Portobello West is a seasonal market held in Vancouver, British Columbia. The market was founded in 2006 and features products from various local designers and artisans. It currently takes place at Creekside Community Centre in the Olympic Village neighbourhood of False Creek.

== History ==
Portobello West was founded in August 2006 by Carlie Smith who, after living in London for two years, wanted to bring the European-style market atmosphere to Vancouver. The market's name is a reference to the Portobello Road Market in London. Smith envisioned a regular event to showcase local designers and artisans.
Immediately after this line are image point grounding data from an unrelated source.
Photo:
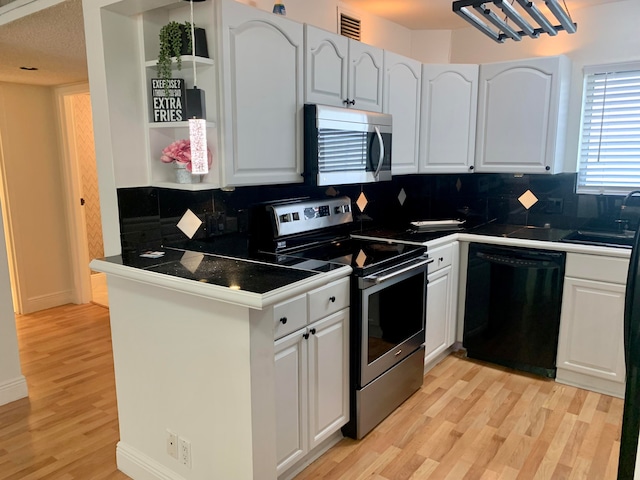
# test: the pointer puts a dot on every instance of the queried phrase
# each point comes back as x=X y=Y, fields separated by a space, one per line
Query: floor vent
x=349 y=25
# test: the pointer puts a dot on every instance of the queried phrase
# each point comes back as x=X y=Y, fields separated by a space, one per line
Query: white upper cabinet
x=401 y=98
x=326 y=67
x=448 y=118
x=365 y=76
x=341 y=71
x=261 y=80
x=522 y=107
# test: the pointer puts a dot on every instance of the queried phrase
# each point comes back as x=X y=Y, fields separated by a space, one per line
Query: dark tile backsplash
x=148 y=216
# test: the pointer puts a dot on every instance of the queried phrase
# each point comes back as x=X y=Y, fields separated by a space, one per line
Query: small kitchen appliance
x=345 y=146
x=388 y=297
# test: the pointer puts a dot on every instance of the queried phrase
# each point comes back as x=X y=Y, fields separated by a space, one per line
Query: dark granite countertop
x=234 y=273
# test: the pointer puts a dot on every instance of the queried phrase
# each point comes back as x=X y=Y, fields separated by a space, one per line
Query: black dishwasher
x=512 y=307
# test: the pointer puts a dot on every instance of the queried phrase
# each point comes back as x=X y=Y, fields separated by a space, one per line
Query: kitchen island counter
x=193 y=350
x=245 y=282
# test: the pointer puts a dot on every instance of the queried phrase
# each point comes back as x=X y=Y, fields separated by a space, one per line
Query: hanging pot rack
x=527 y=18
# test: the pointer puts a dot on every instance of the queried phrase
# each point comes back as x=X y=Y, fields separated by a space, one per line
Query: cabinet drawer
x=326 y=300
x=597 y=267
x=289 y=316
x=442 y=257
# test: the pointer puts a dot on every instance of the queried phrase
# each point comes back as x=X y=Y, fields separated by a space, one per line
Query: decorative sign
x=168 y=103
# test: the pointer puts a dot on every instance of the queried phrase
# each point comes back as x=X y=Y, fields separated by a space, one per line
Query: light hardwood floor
x=469 y=420
x=68 y=427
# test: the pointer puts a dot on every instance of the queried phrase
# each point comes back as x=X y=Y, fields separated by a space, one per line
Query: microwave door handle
x=381 y=157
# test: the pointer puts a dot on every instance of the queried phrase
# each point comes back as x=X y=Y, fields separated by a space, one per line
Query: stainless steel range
x=388 y=297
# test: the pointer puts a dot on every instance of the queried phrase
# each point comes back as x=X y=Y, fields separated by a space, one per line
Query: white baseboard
x=312 y=456
x=35 y=304
x=139 y=466
x=13 y=390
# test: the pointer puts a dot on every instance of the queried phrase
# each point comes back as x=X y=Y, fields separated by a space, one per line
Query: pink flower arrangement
x=180 y=152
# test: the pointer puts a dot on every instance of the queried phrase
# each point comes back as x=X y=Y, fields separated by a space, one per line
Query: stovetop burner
x=364 y=256
x=315 y=231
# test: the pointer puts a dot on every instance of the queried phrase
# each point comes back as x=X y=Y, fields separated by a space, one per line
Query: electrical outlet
x=172 y=444
x=184 y=450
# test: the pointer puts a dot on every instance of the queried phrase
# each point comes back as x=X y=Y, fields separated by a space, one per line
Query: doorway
x=80 y=173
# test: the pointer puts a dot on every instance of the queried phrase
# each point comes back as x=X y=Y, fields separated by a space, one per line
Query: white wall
x=606 y=34
x=12 y=384
x=35 y=196
x=431 y=46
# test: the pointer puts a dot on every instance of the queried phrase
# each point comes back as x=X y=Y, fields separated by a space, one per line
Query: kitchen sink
x=603 y=239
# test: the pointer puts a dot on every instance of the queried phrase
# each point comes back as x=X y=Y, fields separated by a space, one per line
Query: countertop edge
x=542 y=245
x=224 y=294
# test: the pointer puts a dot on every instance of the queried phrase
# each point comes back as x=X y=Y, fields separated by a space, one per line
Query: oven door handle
x=376 y=280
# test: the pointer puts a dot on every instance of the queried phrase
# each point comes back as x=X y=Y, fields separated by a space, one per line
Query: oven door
x=393 y=308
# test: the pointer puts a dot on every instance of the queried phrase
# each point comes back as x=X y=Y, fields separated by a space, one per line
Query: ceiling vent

The inaugural market, held at the Plaza of Nations, was attended by some 3,000 shoppers and had 92 vendors selling local fashion and art products.

In November 2006, following the closure of the Plaza of Nations, the market relocated to the Rocky Mountaineer Station. The sudden change in location, along with a snowfall on the day of the market, caused low attendance for the 2006 market. Portobello hosted its first holiday market on December 10, 2006.

Portobello West has only ever had one January Market and one February Market, both in 2007. After consultation with local artists and designers and the general public, the January and February Markets were determined to be unpopular, predominantly as a result of the consistently inclement weather in the region during those months.

In 2008, the Market introduced a two-day season opener on the last weekend of March and a two-day Holiday Season Market on the second weekend of December, with both events drawing nearly 3,000 shoppers across both days.

In 2009, Portobello added another two-day market at the end of November, expanding the holiday season markets to four days total. The same year, Smith launched a market in Toronto, Ontario, called Portobello East.

The 2024 Spring Market took place from April 6 to 7, featuring over 65 vendors at the Roundhouse Community Centre in Yaletown.